🤖 AI Summary
This work addresses the challenge of achieving both high accuracy and computational efficiency for real-time scene detection on resource-constrained mobile devices. To this end, we propose a novel three-stage cyclic training framework that integrates exploration and stabilization mechanisms. We pioneer the incorporation of semi-supervised domain adaptation (SSDA) into mobile-device training, enabling synergistic exploitation of knowledge from large pre-trained models and unlabeled target-domain data. Coupled with a lightweight network architecture and CPU-optimized inference, our approach achieves 94.00% Top-1 and 99.17% Top-3 accuracy on the CamSSD dataset, with only 1.61 ms latency per frame on CPU—satisfying stringent on-device real-time requirements. Our core contributions are: (i) the first SSDA paradigm explicitly designed for mobile deployment; (ii) a scalable, cyclic training framework; and (iii) an end-to-end lightweight solution delivering state-of-the-art accuracy–latency trade-offs.
📝 Abstract
Nowadays, smartphones are ubiquitous, and almost everyone owns one. At the same time, the rapid development of AI has spurred extensive research on applying deep learning techniques to image classification.
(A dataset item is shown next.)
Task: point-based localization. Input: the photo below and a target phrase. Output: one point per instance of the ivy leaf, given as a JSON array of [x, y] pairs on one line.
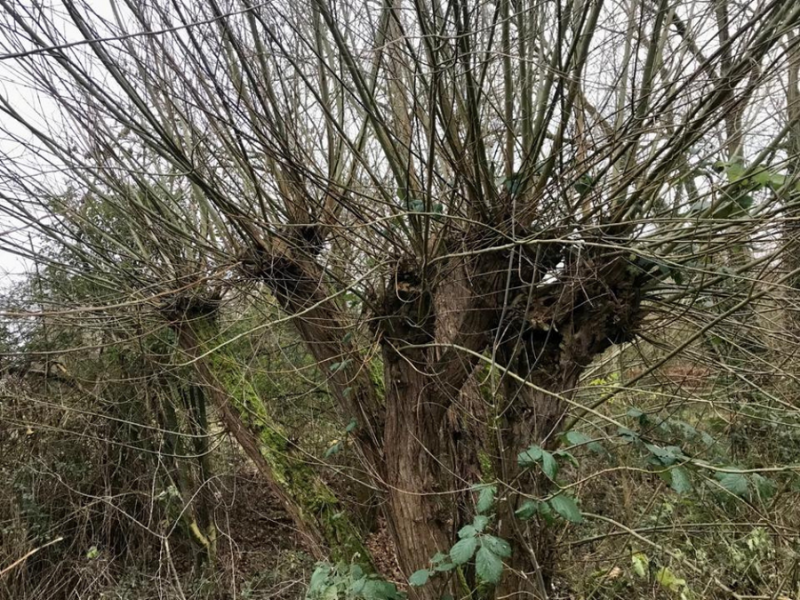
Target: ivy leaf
[[549, 465], [528, 458], [566, 507], [485, 499], [463, 550], [488, 565], [419, 578], [735, 483], [496, 545], [680, 483]]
However, due to the limited resources available on mobile devices, significant challenges remain in balancing accuracy with computational efficiency. In this paper, we propose a novel training framework called Cycle Training, which adopts a three-stage training process that alternates between exploration and stabilization phases to optimize model performance. Additionally, we incorporate Semi-Supervised Domain Adaptation (SSDA) to leverage the power of large models and unlabeled data, thereby effectively expanding the training dataset. Comprehensive experiments on the CamSSD dataset for mobile scene detection demonstrate that our framework not only significantly improves classification accuracy but also ensures real-time inference efficiency. Specifically, our method achieves a 94.00% in Top-1 accuracy and a 99.17% in Top-3 accuracy and runs inference in just 1.61ms using CPU, demonstrating its suitability for real-world mobile deployment.